Monday, August 2, 2010

The sisterhood of motherhood

Sorry lovelies I am too tired to blog something beautiful or brashly honest for you but I will leave you with this great little article written by Amy at Better Way Moms
in case you didn't know by now I LOVE this website. Real. Honest. Funny. They nailed it.


Camaraderie among women has never been my strong suit. I grew up with one brother and no sisters. I had cousins my age but none lived closed by. I of course had friends but as a tomboy, I didn't always mesh with the "girlie" girls. I liked my friendships in high school but never felt quite at home — just enough to get by and be properly socially integrated. And by now you may have guessed that I never joined a sorority either.

In college, I developed some truly great friendships and became a bit of a social butterfly. I attended a very large university and met tons of interesting people from all over the country. We all swore we'd be friends forever but as careers, moves and marriages materialized, we separated and went off to live our lives. We stay in touch to touch base and then once we're satisfied we've checked in, we go about living our lives once more.
I can say that I will love and adore my New York City single friends forever (though most of us are no longer single). I feel myself with them in a second’s notice no matter how much time passes by.

But it wasn't until I became a mother that I felt deeply rooted in a pre-defined community of women, some of whom were complete strangers to me. Walking down the street with my toddler, I can feel an underlying connection with woman I’ve never met simply because we are mothers. Even women I see without children — if they smile a certain way at my daughter, I can identify my kind immediately. Sometimes we swap stories on the triumphs, trials, tribulations and tantrums. Other times we catch each other's eye and share a momentarily glance of recognition before parting ways.

And the friends I've known pre-motherhood, we are even more connected now than we were before. It's as if an entire new dimension of consciousness has opened up to us. We really spill our guts out, so eager to explore this new and uncharted territory and no matter what we share, there is always infinitely more to discover.

Then there are friends I've met because I am a mother, and a bond forms that's so natural and easy. We have an instant foundation from which to build, and our continued communication about our lives then binds and strengthens our connection. They may be new friends but once ingrained in my life, it's hard to imagine life before them.

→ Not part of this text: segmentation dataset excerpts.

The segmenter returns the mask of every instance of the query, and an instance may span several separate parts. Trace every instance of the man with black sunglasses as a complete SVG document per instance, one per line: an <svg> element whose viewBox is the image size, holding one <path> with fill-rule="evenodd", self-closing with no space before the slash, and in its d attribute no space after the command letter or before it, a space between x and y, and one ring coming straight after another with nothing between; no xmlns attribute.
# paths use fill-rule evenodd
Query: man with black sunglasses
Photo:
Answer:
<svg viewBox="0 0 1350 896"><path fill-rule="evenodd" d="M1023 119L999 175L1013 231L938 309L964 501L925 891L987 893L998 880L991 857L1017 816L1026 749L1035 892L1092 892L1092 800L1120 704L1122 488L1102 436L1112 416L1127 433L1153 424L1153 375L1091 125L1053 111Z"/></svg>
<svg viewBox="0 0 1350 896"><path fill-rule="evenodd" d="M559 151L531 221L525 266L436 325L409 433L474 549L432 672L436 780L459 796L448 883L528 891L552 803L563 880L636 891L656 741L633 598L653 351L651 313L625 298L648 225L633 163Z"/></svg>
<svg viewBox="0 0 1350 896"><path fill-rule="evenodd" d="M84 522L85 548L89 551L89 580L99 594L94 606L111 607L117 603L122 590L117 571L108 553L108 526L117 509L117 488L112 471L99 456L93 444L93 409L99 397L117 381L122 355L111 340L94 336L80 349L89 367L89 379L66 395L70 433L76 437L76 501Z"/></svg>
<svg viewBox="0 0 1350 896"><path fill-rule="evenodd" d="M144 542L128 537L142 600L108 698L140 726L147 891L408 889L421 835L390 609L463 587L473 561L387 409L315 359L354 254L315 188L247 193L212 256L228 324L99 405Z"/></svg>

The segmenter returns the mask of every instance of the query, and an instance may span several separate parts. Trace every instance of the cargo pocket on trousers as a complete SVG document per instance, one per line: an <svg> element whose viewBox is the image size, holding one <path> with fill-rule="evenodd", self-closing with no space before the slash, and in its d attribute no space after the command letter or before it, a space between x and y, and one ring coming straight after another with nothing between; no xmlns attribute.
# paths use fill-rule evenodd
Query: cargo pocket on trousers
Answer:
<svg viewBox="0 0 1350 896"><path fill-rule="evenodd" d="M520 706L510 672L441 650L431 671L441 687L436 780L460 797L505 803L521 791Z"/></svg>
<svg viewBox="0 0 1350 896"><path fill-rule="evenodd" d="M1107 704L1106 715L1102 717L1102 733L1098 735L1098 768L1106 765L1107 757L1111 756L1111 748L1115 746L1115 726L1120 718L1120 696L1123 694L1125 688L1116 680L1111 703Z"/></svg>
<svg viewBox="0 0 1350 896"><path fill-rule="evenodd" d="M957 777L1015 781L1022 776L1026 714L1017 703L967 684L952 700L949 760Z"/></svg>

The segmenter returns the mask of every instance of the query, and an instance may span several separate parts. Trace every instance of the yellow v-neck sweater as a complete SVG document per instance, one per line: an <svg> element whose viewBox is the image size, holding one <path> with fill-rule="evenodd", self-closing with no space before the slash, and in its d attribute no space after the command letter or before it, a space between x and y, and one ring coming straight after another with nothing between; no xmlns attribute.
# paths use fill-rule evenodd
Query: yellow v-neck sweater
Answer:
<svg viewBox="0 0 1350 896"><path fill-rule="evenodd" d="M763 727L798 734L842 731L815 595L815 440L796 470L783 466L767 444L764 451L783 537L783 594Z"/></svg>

When I reflect on the friendships in my life, I am so grateful to have found this community that has accepted me so warmly, with such compassion and grace. It's more than finally finding a club that would have me as a member (sorry Groucho Marx), I feel completely at home in this shared life experience. To me, we are sisters in motherhood: all on the same journey, taking different roads with maps and compasses that sometimes don't work. But with my fellow moms besides me, I know I'll continue to find my way.